Rotate shape around two points, calculate translation

Question

I'm learning to script Photoshop and I have encountered a math problem. Basically I want to rotate a shape around an arbitrary point (the baseline of some text), but Photoshop only allows me to rotate around corner or center points. I think I need to rotate the shape around one of the constrained points (the center point in my illustration) and then translate the result to align with the arbitrarily rotated shape. How could I calculate the translation mathematically?

Answer 1

I got it working. It turned out to be simpler than I thought. Just had to rotate the preset anchor point around the arbitrary point and translate by the difference. In Adobe Photoshop Javascript, it looks like this:

rotateAroundPoint(doc.layers[0], 90, 100, 100);

function rotateAroundPoint(layer, angle, ax, ay) {
    /*
    * Photoshop scripting constrains rotation to corner or center points
    * To rotate around an arbitrary point, we must rotate the shape around a
    * corner point and then translate the shape to align it with our target location.
    * Note that Photoshop uses a pixel-coordinate system and rotates clockwise.
    */
    var bx = layer.bounds[0].value,
        by = layer.bounds[1].value,
        c = rotate(ax, ay, bx, by, -angle);

    layer.rotate(angle, AnchorPosition.TOPLEFT);
    layer.translate(c.x-bx, c.y-by);
}

function rotate(ax, ay, bx, by, angle) {
    /*
    * http://stackoverflow.com/a/17411276/1017480
    * Rotate Point B around Point A by angle in degrees.
    * Assumes cartesian coordinates (y decreases as you go "down").
    * A positive angle rotates in a clockwide direction.
    * A negative angle rotates in a counterclockwise direction.
    * For pixel coordinates, rotation reverses direction.
    * (y increases as you go "down")
    */
    var rad = (Math.PI / 180) * angle,
        cos = Math.cos(rad),
        sin = Math.sin(rad),
        run = bx - ax,
        rise = by - ay,
        cx = (cos * run) + (sin * rise) + ax,
        cy = (cos * rise) - (sin * run) + ay;
    return {x: cx, y: cy};
}

Answer 2

Let $p_1$ and $p_2$ be the two points. Let $r_{\theta}$ represent rotating the points around the origin for an angle of $\theta$.

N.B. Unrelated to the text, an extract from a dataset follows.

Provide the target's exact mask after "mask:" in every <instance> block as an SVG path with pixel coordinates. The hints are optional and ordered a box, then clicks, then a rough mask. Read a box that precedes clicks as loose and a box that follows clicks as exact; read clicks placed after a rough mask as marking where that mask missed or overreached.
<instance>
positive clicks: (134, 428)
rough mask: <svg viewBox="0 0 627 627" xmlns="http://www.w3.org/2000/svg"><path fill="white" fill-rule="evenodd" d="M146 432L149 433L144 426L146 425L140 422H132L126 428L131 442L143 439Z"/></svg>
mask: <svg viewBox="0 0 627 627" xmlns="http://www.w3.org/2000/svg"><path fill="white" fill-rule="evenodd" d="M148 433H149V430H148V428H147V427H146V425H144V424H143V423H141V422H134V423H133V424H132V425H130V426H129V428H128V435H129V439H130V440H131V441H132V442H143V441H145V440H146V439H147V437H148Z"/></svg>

The rotations are given by $$f_1(p) = r_{\theta}(p - p_1) + p_1$$ $$f_2(p) = r_{-\theta}(p - p_2) + p_2$$ $$f_2(f_1(p)) = r_{-\theta}(r_{\theta}(p - p_1) + p_1 - p_2) + p_2$$

Rotation is a linear operation ($r_{\theta}(sp + p') = sr_{\theta}(p) + r_{\theta}(p')$, so it distributes over the difference

$$f_2(f_1(p)) = r_{-\theta}(r_{\theta}(p - p_1) + p_1 - p_2) + p_2$$ $$ = (p - p_1) + r_{-\theta}(p_1 - p_2) + p_2$$ $$ = p + r_{-\theta}(p_1 - p_2) - (p_1 - p_2)$$

Answer 3

As you can see in the picture below, the translation vector $\vec{A'A}$ has a length $AA'=2AO\sin(\theta/2)$, where $\theta$ is the rotation angle, and forms with the horizontal an angle $90°+\theta/2+\alpha$, where $\sin\alpha=2AO/AB$.